Fadıl Mansur’a göre, olay sadece bu değil, kargaşadan ve istikrarsızlıktan faydalanarak piyasaya sürülen sahte, kullanım süresi dolmuş ilaçlar ölüme neden oluyor. Sınırları denetim ve kontrol altında tutamama, gıdaların yeterli denetime tabi olamaması sonucu ölü sayısı gün geçtikçe artırıyor. Tüm bu şartlar altında bazı kirli zihniyetli insanlar da kaçak gıdaları, ilaçları ithal ederek, tarihi geçmiş gıda ve ilaçları piyasaya sürerek insan sağlığıyla oynuyorlar.

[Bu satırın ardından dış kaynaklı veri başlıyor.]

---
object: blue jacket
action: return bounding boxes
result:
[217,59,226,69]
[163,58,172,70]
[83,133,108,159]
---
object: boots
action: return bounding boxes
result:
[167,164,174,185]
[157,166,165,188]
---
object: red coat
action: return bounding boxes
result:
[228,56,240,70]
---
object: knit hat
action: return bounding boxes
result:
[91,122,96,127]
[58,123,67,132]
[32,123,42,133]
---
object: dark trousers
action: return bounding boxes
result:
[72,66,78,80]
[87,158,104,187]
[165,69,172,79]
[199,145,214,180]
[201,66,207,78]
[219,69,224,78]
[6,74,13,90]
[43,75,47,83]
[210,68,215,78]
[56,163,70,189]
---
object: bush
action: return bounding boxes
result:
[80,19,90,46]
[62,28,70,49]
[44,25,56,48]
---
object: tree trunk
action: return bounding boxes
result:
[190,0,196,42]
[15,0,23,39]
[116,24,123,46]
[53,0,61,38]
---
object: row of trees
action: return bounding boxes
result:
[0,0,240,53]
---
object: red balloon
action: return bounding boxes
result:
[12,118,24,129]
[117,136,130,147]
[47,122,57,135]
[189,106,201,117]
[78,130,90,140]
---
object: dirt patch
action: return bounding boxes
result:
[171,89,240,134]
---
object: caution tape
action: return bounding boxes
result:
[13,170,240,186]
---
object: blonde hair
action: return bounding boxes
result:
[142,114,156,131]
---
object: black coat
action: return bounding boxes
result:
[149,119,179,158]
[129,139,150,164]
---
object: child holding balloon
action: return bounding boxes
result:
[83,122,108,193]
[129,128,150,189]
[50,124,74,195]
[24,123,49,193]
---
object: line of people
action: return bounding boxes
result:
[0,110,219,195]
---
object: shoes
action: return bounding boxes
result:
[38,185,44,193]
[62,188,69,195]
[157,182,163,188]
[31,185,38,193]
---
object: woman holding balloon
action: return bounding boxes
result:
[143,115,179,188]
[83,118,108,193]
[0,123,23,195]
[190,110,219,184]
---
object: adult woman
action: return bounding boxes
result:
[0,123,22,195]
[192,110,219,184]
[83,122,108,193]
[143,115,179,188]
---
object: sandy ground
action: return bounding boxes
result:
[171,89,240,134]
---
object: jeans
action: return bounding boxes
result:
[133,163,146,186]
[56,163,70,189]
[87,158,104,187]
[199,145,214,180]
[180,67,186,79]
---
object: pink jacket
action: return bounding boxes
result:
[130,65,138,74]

Mansur sözlerine son verirken, vatandaşın maaş alamadığı ve hayatının gün geçtikçe zorlaştığı bu günlerde, ailesinin ihtiyaçlarını karşılayabilmek için aldığı ucuz ürünlerin yaratacağı sağlık problemlerinden habersiz olduğunu dile getirdi. Sahte, bozuk ya da süresi dolmuş ürünleri satan tüccarın da halk sağlığında yarattığı kötülüğün farkında olmadığını, farkında olsa bile vicdanının çoktan ölmüş olduğunu, denetim kurumlarının da kapalı olması nedeniyle umursamadığını söyledi. Denetim kurumları işini yapmaya çalışsa bile, bu şartlarda denetimin çok yetersiz olacağını söyledi. Tüketici ise sonunu bilmeden sadece ihtiyaçlarını karşılamaya çalışıyor. Bunlara rağmen, herkesin tüketiciye karşı suçlu olduğunu, yetkili mercilerinin işini yapmadığını, yargının kontrol mekanizmasını elinde tutamamasının sonucunda, halkın farkındalığının tamamen ortadan kalkmasına neden olduğunu düşünüyorum dedi.